Milena Pinheiro é muito inteligente ao representar a sua Rebeca, às vezes marcando, em função da sua configuração familiar, o quão adulta ela é para a sua idade, às vezes deixando transparecer uma fragilidade bonita e infantil de quem ainda tem o mundo inteiro por desbravar. Rebeca percebe muito cedo na vida que não são apenas os pais que cuidam de seus filhos, ela também entende o quanto é importante para a mãe. Não raro o filme dedica um bom tempo de tela para mostrar ações compartilhadas pelas duas, desde os afazeres domésticos até o descanso merecido na varanda. Apesar das responsabilidades, Rebeca ainda está entrando na adolescência, e é no contato com Mika, interpretada com uma segurança surpreendente por Milena Gerassi, que ela irá descobrir um pouco mais de si mesma e se conectar com os próprios desejos e sonhos que lhe foram involuntariamente negados até então.

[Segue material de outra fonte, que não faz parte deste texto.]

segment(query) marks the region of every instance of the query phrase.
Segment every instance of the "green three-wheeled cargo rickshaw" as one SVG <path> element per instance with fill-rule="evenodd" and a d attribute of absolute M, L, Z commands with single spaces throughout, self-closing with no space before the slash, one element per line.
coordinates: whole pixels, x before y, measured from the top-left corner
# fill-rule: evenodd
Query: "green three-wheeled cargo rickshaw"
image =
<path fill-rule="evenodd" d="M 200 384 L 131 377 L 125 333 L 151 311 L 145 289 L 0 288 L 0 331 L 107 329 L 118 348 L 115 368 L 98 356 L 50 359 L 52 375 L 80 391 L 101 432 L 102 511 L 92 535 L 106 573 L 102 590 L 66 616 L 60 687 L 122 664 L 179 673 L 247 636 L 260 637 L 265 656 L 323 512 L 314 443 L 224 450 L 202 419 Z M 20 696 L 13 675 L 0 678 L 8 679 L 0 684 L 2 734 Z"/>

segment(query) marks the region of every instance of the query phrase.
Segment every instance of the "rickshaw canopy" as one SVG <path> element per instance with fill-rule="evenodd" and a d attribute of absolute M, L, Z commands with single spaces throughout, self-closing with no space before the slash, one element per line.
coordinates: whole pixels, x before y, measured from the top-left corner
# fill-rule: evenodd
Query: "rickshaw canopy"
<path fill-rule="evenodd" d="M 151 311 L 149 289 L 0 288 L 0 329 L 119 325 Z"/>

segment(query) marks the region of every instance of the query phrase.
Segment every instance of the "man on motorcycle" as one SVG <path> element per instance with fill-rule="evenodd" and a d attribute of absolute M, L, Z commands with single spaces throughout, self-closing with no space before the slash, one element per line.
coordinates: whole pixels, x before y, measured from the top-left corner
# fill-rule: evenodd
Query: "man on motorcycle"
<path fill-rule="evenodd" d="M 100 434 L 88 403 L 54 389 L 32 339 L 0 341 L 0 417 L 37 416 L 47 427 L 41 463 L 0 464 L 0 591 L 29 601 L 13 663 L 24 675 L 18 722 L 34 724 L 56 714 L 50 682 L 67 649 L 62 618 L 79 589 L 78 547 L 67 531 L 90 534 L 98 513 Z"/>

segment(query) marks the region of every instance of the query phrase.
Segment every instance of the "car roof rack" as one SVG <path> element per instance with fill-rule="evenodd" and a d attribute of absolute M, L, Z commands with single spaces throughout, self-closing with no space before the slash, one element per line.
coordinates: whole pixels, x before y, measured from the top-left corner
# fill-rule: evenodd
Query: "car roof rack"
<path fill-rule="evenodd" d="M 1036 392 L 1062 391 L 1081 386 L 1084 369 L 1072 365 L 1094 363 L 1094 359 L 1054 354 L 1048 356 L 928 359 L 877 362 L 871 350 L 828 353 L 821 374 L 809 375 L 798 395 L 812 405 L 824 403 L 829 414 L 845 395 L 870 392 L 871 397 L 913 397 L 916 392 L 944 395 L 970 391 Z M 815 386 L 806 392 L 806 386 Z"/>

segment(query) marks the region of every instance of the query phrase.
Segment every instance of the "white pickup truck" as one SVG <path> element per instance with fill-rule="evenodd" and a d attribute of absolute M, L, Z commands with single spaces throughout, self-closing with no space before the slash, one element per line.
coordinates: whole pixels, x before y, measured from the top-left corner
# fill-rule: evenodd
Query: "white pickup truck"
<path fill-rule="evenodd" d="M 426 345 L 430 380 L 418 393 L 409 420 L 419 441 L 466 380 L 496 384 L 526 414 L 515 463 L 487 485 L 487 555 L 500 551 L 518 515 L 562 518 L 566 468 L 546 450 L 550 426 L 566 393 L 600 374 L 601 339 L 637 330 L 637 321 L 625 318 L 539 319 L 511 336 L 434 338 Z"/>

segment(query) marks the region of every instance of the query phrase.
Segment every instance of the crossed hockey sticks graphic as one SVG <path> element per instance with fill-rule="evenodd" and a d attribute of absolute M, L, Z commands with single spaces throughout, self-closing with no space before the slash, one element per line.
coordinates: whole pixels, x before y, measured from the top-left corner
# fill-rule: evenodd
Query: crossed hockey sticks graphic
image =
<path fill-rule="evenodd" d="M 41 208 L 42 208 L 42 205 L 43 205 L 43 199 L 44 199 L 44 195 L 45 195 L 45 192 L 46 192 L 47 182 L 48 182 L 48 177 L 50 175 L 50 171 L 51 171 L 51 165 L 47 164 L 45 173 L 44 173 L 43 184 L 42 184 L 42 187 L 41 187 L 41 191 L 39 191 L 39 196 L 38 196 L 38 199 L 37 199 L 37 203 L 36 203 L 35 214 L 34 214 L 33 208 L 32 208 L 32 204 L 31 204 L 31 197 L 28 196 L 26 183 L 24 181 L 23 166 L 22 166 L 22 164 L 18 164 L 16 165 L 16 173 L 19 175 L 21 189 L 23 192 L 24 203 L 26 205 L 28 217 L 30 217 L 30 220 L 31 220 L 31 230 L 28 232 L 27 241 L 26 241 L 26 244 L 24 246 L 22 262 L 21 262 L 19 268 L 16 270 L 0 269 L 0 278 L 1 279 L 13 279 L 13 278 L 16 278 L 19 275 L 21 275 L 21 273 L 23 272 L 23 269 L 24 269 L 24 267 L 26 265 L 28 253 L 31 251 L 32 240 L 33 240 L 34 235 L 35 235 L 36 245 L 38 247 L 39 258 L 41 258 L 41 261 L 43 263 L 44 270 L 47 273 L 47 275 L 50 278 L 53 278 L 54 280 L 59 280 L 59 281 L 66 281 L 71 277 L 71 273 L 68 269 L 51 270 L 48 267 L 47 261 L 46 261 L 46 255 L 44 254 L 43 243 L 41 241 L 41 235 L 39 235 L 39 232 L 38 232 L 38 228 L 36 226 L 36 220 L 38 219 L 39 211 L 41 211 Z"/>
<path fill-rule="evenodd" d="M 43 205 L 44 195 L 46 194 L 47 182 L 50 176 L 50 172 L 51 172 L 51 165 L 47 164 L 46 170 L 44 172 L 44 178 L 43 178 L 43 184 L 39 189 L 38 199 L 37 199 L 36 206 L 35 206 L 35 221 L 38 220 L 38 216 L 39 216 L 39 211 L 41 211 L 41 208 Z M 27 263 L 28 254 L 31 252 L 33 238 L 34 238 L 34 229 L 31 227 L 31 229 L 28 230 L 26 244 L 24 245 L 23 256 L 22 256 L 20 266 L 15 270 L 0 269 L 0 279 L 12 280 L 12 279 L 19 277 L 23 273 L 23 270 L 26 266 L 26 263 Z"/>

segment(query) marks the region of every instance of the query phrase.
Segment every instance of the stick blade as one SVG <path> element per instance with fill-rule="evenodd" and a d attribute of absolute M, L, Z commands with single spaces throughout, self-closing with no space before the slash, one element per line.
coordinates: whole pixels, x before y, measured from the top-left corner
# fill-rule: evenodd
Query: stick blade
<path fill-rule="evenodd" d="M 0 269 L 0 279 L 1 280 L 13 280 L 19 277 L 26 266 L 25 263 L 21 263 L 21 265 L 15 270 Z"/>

Mika é uma menina trans rechaçada por sua comunidade e incompreendida por sua família. Nem por isso o filme retrata apenas a parte violenta de sua vida, ainda que dedique três ou quatro cenas fortes para escancarar essa intolerância – algumas delas funcionam bem, como na vez em que conhecemos os pais de Mika à mesa do jantar, outras demonstram maior fragilidade de encenação, como quando a garota performa uma canção da Gal e é agredida em seguida. O mais interessante, no entanto, é que somos apresentados à Mika não por meio de suas dores, e sim pelo seu hobby favorito: andar de patins pelas ruas do bairro e entrar na casa dos moradores para bisbilhotar os seus pertences. É desse jeito que Rebeca a conhece, mexendo nas roupas íntimas do seu armário, e a relaciona com o barulho dos patins que ouviu na noite anterior. O que se segue é uma sequência de encontros que servirão para germinar uma amizade sincera, representada com toda a calma e cuidado.

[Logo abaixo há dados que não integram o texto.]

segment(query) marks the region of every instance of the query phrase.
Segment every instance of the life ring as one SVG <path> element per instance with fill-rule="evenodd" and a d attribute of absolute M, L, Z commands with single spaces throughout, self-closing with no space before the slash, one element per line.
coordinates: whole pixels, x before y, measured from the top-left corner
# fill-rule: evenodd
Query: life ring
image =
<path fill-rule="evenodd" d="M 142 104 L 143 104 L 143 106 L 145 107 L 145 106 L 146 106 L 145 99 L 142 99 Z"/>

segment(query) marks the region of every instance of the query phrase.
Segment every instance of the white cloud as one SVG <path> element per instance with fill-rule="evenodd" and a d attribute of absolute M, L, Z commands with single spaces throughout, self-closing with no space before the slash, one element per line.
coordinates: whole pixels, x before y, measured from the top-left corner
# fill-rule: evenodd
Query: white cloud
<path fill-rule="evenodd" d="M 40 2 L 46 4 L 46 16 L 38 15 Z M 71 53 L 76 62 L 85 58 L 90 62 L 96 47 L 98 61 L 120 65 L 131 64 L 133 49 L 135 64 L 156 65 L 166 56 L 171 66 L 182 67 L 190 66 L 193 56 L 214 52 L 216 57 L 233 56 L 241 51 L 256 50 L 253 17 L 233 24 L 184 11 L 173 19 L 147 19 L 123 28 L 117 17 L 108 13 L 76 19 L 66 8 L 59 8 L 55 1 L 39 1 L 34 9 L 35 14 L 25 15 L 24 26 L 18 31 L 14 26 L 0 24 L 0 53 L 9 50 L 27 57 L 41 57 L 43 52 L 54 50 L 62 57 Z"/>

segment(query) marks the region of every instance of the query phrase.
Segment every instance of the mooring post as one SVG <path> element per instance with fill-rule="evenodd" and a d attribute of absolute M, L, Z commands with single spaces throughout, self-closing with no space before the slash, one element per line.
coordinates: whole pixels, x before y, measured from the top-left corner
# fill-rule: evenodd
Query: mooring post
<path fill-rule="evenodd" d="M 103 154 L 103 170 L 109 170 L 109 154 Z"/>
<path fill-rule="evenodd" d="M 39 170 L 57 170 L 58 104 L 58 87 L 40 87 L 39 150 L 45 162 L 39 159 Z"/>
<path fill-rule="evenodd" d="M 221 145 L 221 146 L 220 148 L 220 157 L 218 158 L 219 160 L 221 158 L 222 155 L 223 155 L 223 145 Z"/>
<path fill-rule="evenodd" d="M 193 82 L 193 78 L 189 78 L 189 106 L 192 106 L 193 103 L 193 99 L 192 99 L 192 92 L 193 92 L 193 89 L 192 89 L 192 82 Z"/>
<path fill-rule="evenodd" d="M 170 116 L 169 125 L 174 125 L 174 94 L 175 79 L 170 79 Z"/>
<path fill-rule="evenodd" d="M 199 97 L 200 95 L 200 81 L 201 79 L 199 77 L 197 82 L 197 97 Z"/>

Tomando pelo trabalho prévio em curta-metragem de Maju, que já tinha dirigido “Pequenos Animais Sem Dono” (2016) e “Cravo, Lírio e Rosa” (2018), dá para perceber uma marca autoral na aproximação com histórias de formação e com a juventude. Assim como as personagens principais dos curtas, em “Avenida Beira-Mar” acompanhamos ao mesmo tempo uma espécie de amadurecimento das protagonistas e, mais importante ainda, testemunhamos ambas vivendo plenamente. É um trabalho que se dedica à vida tanto quanto a refletir sobre ela, um filme que se importa em fazer a brisa do mar bater em nossos rostos também.

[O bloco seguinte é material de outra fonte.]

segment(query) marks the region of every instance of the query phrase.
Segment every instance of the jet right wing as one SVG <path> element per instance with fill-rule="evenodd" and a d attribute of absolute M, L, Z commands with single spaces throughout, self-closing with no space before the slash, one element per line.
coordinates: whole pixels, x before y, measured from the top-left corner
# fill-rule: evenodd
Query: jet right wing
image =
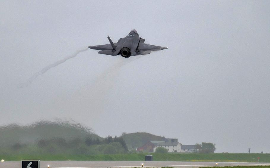
<path fill-rule="evenodd" d="M 139 49 L 144 51 L 151 51 L 156 50 L 163 50 L 167 49 L 168 48 L 168 47 L 164 47 L 161 46 L 147 44 L 145 43 L 142 43 L 141 44 L 140 43 L 139 46 L 140 46 L 139 48 Z"/>

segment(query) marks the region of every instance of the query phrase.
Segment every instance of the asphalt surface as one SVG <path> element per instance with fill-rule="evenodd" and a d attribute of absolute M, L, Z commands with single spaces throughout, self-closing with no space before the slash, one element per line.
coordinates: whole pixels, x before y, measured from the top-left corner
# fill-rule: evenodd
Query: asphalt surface
<path fill-rule="evenodd" d="M 237 166 L 270 165 L 269 163 L 235 162 L 192 162 L 192 161 L 41 161 L 40 168 L 107 168 L 142 167 L 173 167 L 192 168 L 200 167 Z M 21 168 L 20 161 L 5 161 L 0 162 L 0 168 Z"/>

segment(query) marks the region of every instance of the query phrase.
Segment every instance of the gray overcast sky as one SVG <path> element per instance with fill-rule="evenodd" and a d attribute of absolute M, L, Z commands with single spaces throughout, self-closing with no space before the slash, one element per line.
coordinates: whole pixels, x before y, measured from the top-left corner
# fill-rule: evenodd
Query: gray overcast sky
<path fill-rule="evenodd" d="M 145 132 L 216 152 L 269 152 L 270 1 L 0 1 L 0 123 L 57 117 L 104 137 Z M 89 50 L 136 29 L 167 47 Z"/>

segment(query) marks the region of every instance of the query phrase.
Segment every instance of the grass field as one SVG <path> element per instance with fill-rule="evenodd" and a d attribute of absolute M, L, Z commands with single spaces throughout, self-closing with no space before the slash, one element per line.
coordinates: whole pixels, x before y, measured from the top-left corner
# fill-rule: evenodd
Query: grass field
<path fill-rule="evenodd" d="M 44 161 L 141 161 L 146 155 L 153 156 L 155 161 L 208 161 L 270 162 L 270 154 L 132 154 L 112 155 L 0 154 L 0 159 L 20 161 L 22 159 L 39 159 Z"/>
<path fill-rule="evenodd" d="M 225 166 L 222 167 L 222 168 L 270 168 L 270 166 Z M 163 167 L 161 168 L 174 168 L 172 167 Z M 201 167 L 199 168 L 216 168 L 216 167 Z"/>

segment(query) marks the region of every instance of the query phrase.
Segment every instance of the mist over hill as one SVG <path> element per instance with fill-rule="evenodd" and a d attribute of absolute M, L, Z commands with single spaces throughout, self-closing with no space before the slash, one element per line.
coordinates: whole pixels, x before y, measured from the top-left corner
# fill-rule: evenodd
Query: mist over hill
<path fill-rule="evenodd" d="M 0 155 L 113 154 L 128 151 L 121 137 L 101 138 L 74 122 L 43 120 L 0 127 Z"/>
<path fill-rule="evenodd" d="M 73 122 L 58 119 L 42 120 L 29 125 L 11 124 L 0 127 L 0 146 L 10 146 L 16 143 L 28 143 L 41 139 L 55 138 L 69 141 L 74 138 L 101 138 L 93 133 L 91 128 Z"/>
<path fill-rule="evenodd" d="M 124 133 L 122 137 L 126 141 L 129 149 L 135 150 L 140 147 L 149 140 L 164 140 L 164 137 L 157 136 L 147 133 L 135 133 L 127 134 Z"/>

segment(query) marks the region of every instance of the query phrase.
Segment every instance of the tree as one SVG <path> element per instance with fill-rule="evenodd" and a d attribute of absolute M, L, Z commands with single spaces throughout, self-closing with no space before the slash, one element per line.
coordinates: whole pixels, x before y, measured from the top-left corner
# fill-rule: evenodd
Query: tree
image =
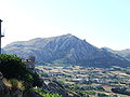
<path fill-rule="evenodd" d="M 25 83 L 25 85 L 35 86 L 39 83 L 38 74 L 30 72 L 22 58 L 16 55 L 0 55 L 0 71 L 6 79 L 17 79 Z"/>

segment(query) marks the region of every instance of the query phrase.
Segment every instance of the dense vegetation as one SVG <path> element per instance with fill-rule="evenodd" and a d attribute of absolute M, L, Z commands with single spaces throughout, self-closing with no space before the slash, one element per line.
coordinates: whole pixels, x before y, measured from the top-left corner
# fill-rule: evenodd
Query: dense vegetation
<path fill-rule="evenodd" d="M 37 93 L 39 93 L 40 95 L 42 95 L 43 97 L 62 97 L 60 94 L 54 94 L 54 93 L 47 93 L 44 89 L 42 88 L 34 88 Z"/>
<path fill-rule="evenodd" d="M 0 55 L 0 71 L 8 80 L 16 79 L 24 83 L 26 87 L 40 86 L 39 77 L 26 68 L 22 58 L 16 55 Z"/>

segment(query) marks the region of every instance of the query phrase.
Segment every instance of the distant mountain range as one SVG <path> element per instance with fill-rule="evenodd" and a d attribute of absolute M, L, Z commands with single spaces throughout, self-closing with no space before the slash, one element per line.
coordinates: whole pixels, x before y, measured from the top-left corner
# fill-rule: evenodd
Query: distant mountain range
<path fill-rule="evenodd" d="M 37 38 L 13 42 L 5 47 L 6 54 L 26 58 L 35 55 L 37 61 L 83 65 L 91 67 L 130 66 L 130 50 L 98 48 L 86 40 L 72 34 Z"/>

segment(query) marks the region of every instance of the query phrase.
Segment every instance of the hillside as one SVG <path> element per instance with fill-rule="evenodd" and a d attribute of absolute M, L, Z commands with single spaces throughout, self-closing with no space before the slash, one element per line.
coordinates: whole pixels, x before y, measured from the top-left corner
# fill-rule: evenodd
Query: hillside
<path fill-rule="evenodd" d="M 95 67 L 130 65 L 123 57 L 105 48 L 98 48 L 72 34 L 13 42 L 3 50 L 8 54 L 16 54 L 24 58 L 35 55 L 37 61 L 44 63 L 58 61 Z"/>

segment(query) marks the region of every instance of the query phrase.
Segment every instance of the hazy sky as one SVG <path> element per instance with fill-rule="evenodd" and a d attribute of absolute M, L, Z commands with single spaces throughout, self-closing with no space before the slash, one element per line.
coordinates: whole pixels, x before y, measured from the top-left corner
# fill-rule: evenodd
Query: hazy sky
<path fill-rule="evenodd" d="M 130 48 L 130 0 L 0 0 L 2 46 L 72 33 L 114 50 Z"/>

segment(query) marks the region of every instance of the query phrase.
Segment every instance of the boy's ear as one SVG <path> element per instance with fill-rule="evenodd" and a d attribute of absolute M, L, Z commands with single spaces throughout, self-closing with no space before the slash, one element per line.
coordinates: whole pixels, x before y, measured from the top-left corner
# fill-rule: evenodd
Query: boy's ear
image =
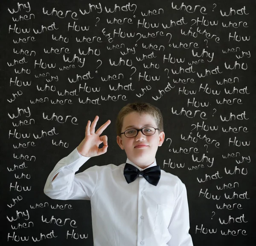
<path fill-rule="evenodd" d="M 158 143 L 158 146 L 161 146 L 163 141 L 164 140 L 164 137 L 165 134 L 163 131 L 159 133 L 159 142 Z"/>
<path fill-rule="evenodd" d="M 122 145 L 122 140 L 119 136 L 116 136 L 116 142 L 121 149 L 125 149 L 125 148 L 124 148 L 124 146 Z"/>

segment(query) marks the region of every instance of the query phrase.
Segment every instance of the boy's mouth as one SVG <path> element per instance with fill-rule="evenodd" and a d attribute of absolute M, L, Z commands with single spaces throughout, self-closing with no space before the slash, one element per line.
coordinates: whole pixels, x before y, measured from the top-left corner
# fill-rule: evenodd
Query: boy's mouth
<path fill-rule="evenodd" d="M 148 145 L 136 145 L 134 148 L 144 148 L 145 147 L 147 147 Z"/>

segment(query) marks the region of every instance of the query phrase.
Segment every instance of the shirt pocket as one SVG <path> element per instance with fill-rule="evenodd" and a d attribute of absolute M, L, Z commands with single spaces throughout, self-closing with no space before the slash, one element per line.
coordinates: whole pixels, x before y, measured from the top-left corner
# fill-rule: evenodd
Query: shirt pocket
<path fill-rule="evenodd" d="M 172 210 L 168 207 L 157 204 L 154 232 L 169 234 L 168 226 L 171 221 Z"/>

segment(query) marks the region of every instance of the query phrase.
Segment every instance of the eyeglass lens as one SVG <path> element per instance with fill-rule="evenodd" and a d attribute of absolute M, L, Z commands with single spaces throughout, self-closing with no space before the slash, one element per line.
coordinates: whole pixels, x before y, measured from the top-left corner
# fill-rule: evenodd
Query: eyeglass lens
<path fill-rule="evenodd" d="M 143 128 L 142 131 L 144 135 L 150 136 L 152 135 L 154 133 L 155 130 L 154 127 L 148 127 Z M 137 135 L 137 129 L 128 129 L 125 132 L 125 135 L 128 138 L 132 138 Z"/>

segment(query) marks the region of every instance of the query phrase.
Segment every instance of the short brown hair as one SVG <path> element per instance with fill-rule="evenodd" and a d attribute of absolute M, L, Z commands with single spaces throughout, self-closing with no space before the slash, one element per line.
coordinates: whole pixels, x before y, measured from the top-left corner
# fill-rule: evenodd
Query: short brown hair
<path fill-rule="evenodd" d="M 155 120 L 157 127 L 161 132 L 163 131 L 163 120 L 160 110 L 156 107 L 146 102 L 135 102 L 128 103 L 119 111 L 116 121 L 116 135 L 121 133 L 124 117 L 128 113 L 136 112 L 140 115 L 143 113 L 151 116 Z"/>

A obra não se exime de falar sobre classe (eu era uma daquelas “pessoas de Maricá e de Alcântara” que iam curtir uma praia em Piratininga nos anos 1990, como vocifera com desdém uma personagem coadjuvante), e nem se recusa a investigar questões como a transfobia e o abandono, mas se concentra mesmo nesses laços e gestos fraternos que dão sentido à vida.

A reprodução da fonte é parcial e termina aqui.